Poor installation, documentation are the downfall for otherwise effective Application Security Gateway
Permeo’s Application Security Gateway gives enterprise managers the means to provide pinpoint control over how internal users access external networks and how remote users access the network. With Permeo ASG, you no longer have to worry about whether users are running auctions on eBay or visiting porn sites. It also means that your applications can’t be hijacked to send sensitive data to places it shouldn’t go.
I found Permeo ASG to be effective and reasonably straightforward to manage — when it was finally up and running. Even with on-site support from factory engineers, it took three tries before we could get Permeo’s software implemented and functioning properly.
Exacerbating the situation, Permeo’s documentation is thin and inadequate. You’ll need to have your support staff well trained in maintaining and operating ASG if you plan to make this product the vital part of enterprise security it’s designed to be.
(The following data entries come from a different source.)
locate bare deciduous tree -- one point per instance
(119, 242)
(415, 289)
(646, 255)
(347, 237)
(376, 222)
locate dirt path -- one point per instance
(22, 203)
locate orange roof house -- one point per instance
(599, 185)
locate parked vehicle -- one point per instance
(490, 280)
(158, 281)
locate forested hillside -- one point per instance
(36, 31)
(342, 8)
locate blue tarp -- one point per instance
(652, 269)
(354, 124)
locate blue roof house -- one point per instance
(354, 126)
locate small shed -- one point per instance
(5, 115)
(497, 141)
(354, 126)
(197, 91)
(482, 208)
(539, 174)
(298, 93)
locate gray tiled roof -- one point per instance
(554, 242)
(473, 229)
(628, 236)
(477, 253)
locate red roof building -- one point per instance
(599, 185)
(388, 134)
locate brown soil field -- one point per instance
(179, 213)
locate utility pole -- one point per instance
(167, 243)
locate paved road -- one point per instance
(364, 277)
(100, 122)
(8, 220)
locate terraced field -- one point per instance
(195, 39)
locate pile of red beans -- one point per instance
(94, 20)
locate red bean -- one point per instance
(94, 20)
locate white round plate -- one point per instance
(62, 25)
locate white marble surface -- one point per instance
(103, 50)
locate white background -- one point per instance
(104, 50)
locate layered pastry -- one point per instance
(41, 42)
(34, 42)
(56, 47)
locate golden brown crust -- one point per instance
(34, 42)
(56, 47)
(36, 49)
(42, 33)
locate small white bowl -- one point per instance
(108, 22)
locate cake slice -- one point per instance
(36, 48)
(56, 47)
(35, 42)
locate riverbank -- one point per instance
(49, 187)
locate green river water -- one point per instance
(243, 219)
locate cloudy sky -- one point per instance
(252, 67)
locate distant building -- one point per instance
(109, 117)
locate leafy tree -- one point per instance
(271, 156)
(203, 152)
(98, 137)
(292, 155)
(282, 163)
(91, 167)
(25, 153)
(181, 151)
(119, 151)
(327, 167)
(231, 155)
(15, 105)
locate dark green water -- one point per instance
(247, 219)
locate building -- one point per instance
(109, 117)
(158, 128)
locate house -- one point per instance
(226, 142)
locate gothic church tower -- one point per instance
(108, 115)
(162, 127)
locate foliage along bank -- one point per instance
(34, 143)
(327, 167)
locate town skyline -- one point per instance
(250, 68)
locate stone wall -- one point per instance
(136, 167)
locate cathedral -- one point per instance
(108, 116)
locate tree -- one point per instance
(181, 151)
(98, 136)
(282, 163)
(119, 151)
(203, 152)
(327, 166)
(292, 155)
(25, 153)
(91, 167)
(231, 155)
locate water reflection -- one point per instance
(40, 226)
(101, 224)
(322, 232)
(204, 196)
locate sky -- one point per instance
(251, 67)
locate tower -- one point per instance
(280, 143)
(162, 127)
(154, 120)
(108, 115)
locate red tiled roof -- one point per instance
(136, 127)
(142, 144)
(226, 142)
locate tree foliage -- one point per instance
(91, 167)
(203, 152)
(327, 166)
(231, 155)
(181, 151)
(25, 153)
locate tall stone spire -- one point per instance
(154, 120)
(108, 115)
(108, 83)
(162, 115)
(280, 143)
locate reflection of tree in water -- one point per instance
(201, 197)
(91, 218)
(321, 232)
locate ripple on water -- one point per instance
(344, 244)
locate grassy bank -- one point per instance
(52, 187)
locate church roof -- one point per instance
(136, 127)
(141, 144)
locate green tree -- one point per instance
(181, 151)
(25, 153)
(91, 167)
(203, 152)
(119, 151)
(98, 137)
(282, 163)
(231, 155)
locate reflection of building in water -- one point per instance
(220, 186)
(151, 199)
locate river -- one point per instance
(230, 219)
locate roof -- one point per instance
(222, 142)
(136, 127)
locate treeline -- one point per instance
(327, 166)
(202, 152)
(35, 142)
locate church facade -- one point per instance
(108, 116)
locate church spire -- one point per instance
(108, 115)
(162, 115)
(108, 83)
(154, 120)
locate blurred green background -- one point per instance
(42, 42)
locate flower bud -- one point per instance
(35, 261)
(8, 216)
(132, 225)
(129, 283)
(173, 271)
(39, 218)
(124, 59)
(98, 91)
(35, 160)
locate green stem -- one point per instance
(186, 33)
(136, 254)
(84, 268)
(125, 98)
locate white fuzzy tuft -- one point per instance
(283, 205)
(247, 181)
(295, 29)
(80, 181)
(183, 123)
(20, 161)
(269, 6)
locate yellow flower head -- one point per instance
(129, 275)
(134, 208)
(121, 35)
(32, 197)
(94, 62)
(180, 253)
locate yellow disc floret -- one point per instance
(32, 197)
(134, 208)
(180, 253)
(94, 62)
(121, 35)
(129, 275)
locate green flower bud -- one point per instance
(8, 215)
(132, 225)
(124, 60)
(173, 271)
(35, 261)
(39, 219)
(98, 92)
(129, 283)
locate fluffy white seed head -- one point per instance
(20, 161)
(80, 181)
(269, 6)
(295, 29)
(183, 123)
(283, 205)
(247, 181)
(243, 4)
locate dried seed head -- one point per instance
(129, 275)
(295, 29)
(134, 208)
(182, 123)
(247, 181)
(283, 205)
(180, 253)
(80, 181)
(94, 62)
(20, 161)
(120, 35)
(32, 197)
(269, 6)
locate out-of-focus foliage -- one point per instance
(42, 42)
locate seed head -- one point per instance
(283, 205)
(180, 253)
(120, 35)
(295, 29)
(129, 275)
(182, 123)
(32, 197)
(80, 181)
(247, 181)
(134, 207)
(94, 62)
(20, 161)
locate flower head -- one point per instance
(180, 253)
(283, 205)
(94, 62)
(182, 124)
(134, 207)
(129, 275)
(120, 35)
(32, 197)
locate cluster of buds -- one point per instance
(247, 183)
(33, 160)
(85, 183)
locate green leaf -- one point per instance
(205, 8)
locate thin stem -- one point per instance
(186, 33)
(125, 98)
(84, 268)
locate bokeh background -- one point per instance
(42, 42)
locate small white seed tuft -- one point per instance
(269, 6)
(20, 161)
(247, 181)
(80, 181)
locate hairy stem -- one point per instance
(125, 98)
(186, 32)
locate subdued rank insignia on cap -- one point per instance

Even then, staffers will probably need to keep Permeo’s support number taped to their phones.
I installed the Permeo Applications Security Gateway on an IBM x335 server running Red Hat Linux version 9. As shipped, the ASG only works with Solaris or Red Hat Linux. The company says ASG will work with SuSE Linux with a few modifications, but fails to document those modifications. You will also need to load the server software manually.
The Permeo ASG sits between your network and the firewall leading to the outside, where it will allow only approved traffic from authenticated applications to reach the Internet. Users must access those authenticated applications from one of two Permeo clients; if they use an unauthenticated version of the app, they won’t be able to access the relevant data or network beyond the ASG.
Although you can manage the ASG server from the console using the Web browser, it’s just as easy to use any browser-equipped client. ASG allows you to be extremely specific in what you allow network users to access. If the destination isn’t on a user’s list, the packets will never pass beyond the ASG.
Because you can be so specific in the limits of Internet access, you need to familiarize yourself with the Web sites you’re accessing. Not only will you have to provide a top-level Web address, for example, but you’ll also have to provide the details of any subsequent domain change, something that happens fairly often. Despite having to update these addresses, the specificity is worth the effort — you can even restrict users to certain pages within a given Web site.
Permeo ASG uses an agent to provide authentication between the ASG server and the client machine. The Permeo Clientless Agent, a Web site on the Permeo server, controls which applications are allowed access to outside networks. Apps placed in the Clientless Agent can go beyond the ASG’s boundaries; if an app isn’t listed, it can’t access the outside world, and listed apps can only go where Permeo says they can go.
For example, placing Microsoft Internet Explorer in the Clientless Agent Web site allows users to browse the Web with full access. Users can still browse sites on their local network with their local version of IE, but they won’t be able to reach anything beyond the ASG machine without first going to the Clientless Agent and running the application from that site.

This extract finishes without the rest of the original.